A MOS transistor, a second resistor connected between both drains of the fifth and sixth MOS transistors, and a third and fourth MOS transistor connected to respective drains of the fifth and sixth MOS transistors, respectively. An output stage for extracting a differential output signal from both ends of the second resistor; and a first constant current source and a second constant current based on the amplitude of the differential input signal. Control means for controlling the source and the variable gain amplifier. A pair of first and second MOS transistors for inputting and processing a differential input signal; a first resistor connected between both sources of the first and second MOS transistors; A third and a fourth MOS transistor respectively connected in series between a source of each of the first and second MOS transistors and a reference potential, and a drain connected to each of the first and second MOS transistors. A first current source and a second current source, wherein each gate of the third and fourth MOS transistors is connected to a corresponding one of the first and second MOS transistors via a level shifter or directly. An input stage connected to each drain; and a fifth and sixth pair of inputting differential output signals output from the first and second MOS transistors.
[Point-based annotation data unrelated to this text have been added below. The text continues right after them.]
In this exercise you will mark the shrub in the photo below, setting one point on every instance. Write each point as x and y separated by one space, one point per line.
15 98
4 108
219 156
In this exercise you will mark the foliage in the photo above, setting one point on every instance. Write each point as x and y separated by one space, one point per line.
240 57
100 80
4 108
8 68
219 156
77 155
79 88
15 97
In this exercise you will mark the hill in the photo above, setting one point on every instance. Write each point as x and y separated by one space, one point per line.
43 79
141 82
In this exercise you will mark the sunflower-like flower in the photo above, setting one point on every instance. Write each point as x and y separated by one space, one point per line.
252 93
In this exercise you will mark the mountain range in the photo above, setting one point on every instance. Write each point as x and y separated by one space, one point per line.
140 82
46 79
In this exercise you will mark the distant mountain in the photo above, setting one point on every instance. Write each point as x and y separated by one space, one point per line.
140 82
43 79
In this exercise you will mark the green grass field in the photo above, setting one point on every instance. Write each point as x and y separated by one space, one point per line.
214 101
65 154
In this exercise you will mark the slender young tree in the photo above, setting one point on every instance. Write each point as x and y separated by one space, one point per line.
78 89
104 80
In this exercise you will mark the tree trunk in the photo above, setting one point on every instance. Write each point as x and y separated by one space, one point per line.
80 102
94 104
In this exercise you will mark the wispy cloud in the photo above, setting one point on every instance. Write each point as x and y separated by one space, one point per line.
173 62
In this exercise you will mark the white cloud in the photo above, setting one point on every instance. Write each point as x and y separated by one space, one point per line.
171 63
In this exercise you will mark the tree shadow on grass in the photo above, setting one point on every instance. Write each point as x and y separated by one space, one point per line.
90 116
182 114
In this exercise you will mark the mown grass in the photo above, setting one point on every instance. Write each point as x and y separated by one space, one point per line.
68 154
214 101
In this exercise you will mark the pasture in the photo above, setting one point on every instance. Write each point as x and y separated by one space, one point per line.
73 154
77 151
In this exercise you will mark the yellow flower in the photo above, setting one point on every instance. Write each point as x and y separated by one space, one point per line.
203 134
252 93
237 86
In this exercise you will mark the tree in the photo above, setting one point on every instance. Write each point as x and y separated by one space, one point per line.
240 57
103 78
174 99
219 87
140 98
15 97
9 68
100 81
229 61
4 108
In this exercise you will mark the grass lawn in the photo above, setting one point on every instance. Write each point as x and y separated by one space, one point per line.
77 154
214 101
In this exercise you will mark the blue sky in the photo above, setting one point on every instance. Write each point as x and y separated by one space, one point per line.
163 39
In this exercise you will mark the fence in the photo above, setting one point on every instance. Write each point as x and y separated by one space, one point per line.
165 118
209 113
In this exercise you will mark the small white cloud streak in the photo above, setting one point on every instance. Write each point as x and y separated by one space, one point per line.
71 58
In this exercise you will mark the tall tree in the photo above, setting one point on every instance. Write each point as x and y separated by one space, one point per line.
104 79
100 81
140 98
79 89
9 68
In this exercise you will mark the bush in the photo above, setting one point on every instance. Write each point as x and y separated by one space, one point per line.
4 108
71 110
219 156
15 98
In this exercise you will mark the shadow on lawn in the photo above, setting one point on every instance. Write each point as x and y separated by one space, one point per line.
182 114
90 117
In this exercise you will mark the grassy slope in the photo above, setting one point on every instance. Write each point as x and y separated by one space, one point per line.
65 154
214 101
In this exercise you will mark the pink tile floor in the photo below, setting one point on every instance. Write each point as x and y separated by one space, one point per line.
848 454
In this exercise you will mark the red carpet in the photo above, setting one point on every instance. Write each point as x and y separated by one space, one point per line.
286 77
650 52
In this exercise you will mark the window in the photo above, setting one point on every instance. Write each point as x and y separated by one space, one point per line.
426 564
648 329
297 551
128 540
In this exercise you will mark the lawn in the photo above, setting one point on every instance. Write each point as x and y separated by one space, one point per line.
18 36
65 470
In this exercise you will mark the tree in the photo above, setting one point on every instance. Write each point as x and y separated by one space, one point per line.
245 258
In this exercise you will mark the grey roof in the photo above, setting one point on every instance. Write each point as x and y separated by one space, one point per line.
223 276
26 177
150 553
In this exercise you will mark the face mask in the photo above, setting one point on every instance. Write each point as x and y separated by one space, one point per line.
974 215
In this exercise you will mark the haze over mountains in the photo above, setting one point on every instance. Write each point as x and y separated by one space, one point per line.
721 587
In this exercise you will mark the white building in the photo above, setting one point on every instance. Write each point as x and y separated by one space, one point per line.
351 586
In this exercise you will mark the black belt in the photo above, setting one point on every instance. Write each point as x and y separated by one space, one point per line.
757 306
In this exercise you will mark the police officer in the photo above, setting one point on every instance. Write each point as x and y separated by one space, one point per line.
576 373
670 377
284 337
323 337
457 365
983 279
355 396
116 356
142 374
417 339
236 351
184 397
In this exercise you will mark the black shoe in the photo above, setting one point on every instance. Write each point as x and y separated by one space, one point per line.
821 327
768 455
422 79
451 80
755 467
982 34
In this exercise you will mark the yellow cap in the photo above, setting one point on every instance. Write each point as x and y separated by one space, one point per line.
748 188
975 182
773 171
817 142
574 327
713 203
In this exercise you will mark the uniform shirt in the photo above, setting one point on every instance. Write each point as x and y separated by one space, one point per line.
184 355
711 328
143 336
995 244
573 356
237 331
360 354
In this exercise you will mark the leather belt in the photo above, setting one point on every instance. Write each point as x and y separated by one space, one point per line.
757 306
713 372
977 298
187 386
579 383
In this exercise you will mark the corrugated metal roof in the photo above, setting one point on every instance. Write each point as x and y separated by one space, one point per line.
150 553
A MOS transistor, a second resistor connected between both drains of the fifth and sixth MOS transistors, and a third and fourth MOS transistor connected to respective drains of the fifth and sixth MOS transistors, respectively. An output stage for extracting a differential output signal from both ends of the second resistor; a third constant current source based on an amplitude of the differential output signal from the output stage; And control means for controlling the constant current source according to claim 4. 3. The variable gain amplifier according to claim 1, wherein current sources are respectively connected between gates of said third and fourth MOS transistors and said reference voltage. 4. The apparatus according to claim 1, further comprising gain control means for controlling said first, second, third, and fourth current sources to vary gains of said input stage and said output stage. The variable gain amplifier according to claim 1. 5. A current source controlled based on an amplitude of the differential input signal and a current source for varying the gain are connected in parallel to the first and second current sources, respectively. Claim 1, Claim 3, Claim 3,
Alternatively, the variable gain amplifier according to claim 4. 6. A current source controlled based on an amplitude of a differential output signal from said output means, and a current source for controlling said gain, wherein said third and fourth current sources are in parallel with each other. 5. The variable gain amplifier according to claim 1, wherein the variable gain amplifier is connected to the variable gain amplifier.